Another problem that arises in using the A.P.R. for guidance when looking for a mortgage is that not everyone measures it the same way. I have seen brokers include property taxes when figuring the cost of the loan and I am sure that prepaid interest has shown up at times. The whole thing is an exercise in nonsense. If you are going to get a 5% rate, your payments will be figured at 5% even though the A.P.R. is 5.126%. What did you gain by knowing the A.P.R was 5.126%? Many people generally tell me their A.P.R. and can't remember their actual rate.
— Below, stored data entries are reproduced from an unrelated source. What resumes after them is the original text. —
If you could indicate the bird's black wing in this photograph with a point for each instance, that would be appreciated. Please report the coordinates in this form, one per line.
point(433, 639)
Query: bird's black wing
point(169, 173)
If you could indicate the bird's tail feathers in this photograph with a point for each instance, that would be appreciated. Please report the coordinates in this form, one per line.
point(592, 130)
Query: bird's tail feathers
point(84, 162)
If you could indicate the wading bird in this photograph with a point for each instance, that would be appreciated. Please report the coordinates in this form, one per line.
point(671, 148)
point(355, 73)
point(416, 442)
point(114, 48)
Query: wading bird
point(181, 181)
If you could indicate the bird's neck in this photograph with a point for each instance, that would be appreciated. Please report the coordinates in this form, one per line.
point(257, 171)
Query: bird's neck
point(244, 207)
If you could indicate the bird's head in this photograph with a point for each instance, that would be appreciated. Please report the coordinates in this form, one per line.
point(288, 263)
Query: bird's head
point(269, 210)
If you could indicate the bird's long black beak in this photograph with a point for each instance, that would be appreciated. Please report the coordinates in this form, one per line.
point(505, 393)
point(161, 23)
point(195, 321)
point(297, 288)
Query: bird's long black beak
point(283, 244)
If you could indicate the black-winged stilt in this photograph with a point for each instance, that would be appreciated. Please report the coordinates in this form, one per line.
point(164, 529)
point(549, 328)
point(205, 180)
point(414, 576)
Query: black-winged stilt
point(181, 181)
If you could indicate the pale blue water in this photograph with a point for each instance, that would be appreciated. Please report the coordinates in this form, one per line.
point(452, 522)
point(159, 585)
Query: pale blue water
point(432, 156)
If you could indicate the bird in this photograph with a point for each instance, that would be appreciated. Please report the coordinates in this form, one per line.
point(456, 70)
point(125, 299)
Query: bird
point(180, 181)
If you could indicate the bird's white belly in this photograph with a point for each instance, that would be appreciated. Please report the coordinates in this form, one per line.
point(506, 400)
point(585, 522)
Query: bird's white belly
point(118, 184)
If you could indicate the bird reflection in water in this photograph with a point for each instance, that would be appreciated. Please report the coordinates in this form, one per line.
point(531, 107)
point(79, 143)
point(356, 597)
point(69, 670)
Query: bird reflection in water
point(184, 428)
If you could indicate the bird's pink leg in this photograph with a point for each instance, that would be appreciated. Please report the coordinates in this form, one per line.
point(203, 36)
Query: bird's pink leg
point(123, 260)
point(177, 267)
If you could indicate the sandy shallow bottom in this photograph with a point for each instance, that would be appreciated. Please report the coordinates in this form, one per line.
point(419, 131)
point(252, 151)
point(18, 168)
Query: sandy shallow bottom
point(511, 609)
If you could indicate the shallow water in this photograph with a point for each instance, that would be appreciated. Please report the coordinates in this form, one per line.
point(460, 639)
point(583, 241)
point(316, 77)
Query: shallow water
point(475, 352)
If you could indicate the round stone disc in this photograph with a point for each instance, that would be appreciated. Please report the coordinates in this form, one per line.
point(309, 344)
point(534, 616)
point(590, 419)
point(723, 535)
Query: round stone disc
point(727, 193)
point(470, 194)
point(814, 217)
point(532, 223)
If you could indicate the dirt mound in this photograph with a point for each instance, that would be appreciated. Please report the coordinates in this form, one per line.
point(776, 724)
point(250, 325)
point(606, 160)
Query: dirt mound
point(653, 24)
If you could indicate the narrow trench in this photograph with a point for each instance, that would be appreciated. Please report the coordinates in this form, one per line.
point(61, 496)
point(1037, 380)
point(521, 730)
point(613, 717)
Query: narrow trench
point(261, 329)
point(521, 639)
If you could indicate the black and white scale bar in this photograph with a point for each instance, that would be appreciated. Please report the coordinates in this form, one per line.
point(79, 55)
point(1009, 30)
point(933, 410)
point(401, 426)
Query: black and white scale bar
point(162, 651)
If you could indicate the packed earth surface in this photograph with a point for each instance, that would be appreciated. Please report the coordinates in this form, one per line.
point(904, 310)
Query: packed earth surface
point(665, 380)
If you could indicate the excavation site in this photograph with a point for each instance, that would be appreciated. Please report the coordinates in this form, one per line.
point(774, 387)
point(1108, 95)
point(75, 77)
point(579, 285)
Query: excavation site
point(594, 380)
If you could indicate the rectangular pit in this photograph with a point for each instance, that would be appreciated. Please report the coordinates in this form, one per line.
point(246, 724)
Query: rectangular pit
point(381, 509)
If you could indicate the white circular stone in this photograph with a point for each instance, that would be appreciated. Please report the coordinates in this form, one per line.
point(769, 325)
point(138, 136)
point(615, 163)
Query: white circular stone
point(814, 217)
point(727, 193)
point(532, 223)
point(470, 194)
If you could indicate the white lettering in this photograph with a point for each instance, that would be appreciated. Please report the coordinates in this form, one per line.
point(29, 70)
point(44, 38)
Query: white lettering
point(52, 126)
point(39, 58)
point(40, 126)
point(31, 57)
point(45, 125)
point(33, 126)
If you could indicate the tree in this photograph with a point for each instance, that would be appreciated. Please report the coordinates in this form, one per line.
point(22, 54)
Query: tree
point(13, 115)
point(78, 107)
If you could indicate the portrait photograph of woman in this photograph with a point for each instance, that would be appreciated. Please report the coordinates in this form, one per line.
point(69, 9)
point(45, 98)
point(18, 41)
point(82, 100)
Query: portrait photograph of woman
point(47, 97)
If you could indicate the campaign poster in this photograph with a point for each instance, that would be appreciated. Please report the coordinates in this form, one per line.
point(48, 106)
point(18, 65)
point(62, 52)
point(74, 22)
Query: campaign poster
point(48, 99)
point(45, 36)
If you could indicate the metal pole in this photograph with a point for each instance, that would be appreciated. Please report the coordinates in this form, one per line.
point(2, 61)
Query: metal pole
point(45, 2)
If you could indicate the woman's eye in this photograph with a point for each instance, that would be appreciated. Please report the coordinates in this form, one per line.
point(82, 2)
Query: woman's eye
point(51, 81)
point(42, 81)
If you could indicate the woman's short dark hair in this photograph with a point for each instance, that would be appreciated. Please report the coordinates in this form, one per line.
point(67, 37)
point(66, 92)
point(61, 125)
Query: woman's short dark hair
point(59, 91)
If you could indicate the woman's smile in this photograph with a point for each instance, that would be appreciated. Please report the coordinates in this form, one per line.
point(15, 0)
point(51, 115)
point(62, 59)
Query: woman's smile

As we have seen in so many other examples, the government makes rules, sometimes laws, and never worries about the consequences. As an example I certainly can bring up the A.P.R. on a short term fixed variable loan as I did above. Do you think those who we know will be screaming when their adjustment turns out to be higher than the fixed rate, when the A.P.R. was lower, have anything to gripe about? I am not a big fan of gripers or griping itself, but this time they just may have a point.